We also considered how these could be extended so that students as the year progressed we could take away guidance or encourage deeper exploration.
Command
I hope the instructions in the images are self-explanatory so I will only talk about the learning we hoped would be achieved. Here we wanted to drill in the importance of identifying the key features of a questions before answering it, including slowing down and explicitly identifying the topic in the syllabus before jumping into the question. I really dislike it when students refer to topics as “oh yeah.. that thing”. This is the shortest and simplest of the tasks.
It can be made more difficult by having the answers provided but the command term obscured so that the students have to infer the question class. Several answers can be provided and have the answer matched to the question variation.
Create
This one is probably the most ambitious of the tasks. This challenges student to not only look at the structure of a question and how it relates to the topic being assessed. It challenges them to deconstruct and create new expectations and then prescribe answers to the questions. In effect they explore and potentially answer several variation of a question before they settle upon one and submit their task.

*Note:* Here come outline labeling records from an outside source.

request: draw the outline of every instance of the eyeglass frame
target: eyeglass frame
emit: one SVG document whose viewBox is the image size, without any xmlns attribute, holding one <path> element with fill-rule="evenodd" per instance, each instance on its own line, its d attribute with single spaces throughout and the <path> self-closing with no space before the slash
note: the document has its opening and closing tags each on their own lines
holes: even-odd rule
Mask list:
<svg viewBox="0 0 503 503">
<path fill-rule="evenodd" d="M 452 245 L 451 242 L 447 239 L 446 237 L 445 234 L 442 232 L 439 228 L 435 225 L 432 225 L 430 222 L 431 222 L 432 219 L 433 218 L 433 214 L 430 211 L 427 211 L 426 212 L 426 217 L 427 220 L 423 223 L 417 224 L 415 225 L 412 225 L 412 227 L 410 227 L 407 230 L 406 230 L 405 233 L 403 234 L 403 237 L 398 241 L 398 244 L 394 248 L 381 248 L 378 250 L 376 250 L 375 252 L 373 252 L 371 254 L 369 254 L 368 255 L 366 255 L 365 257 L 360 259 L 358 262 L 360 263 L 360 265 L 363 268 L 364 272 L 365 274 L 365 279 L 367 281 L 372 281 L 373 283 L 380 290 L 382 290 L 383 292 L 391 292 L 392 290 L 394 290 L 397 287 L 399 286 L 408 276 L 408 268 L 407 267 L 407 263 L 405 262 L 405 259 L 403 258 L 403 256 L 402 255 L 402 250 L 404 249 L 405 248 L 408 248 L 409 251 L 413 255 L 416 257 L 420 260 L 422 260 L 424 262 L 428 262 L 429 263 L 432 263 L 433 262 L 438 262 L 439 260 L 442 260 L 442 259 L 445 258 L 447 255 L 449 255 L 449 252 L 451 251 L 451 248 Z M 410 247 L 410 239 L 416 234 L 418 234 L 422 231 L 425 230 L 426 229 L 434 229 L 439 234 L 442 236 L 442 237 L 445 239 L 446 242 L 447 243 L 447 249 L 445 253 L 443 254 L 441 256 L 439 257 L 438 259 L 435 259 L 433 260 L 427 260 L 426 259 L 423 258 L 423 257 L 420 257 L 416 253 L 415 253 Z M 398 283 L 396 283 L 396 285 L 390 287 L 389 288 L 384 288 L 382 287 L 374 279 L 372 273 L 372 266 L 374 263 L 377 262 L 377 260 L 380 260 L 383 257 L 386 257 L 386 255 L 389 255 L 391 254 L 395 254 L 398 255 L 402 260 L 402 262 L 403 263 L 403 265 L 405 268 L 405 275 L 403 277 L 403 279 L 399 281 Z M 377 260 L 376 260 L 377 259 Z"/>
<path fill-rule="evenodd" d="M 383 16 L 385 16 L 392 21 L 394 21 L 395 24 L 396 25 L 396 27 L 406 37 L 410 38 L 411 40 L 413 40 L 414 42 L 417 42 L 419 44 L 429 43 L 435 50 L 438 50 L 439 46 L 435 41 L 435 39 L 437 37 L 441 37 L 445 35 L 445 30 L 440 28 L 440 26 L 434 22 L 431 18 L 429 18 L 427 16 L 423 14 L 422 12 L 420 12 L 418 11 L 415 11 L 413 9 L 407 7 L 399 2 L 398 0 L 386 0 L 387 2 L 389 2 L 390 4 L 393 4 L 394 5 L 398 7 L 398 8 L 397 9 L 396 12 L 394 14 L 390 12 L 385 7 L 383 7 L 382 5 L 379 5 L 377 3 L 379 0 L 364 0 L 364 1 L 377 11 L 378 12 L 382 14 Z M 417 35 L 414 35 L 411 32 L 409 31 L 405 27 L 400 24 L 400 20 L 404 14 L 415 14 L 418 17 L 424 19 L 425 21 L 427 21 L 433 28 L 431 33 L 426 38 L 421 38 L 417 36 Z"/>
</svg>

This question allows for incredibly divergent work. It can be simply differentiated with adding suggested changes or more difficult requirements.
Correct
During post-exam reviews in class there is a tendency for students to argue over how their papers are marked. They simply see that a word is both in their paper and mark-scheme, even if they misused it or their answer is tangential, and stake their claim to the mark. This point grabbing really annoys me. I have had to expound on the virtue of dignity and self-reflection over a hurried scramble for points. Either its a borderline grade and students need to set a goal for a secure grade, or its in the middle so a mark or two changes nothing.
Here they have the chance to really see and explore subtle misconceptions without any defensiveness over their own mistakes.
This task can be made more difficult by beginning to weave in some correct responses. I could tell them the marks or leave it entirely a mystery. The obviousness of the mistake can be reduced to near invisible.
The Results
The department reacted incredibly positively to this proposal and we have scheduled them to run in October so I will provide an update after we have conducted them.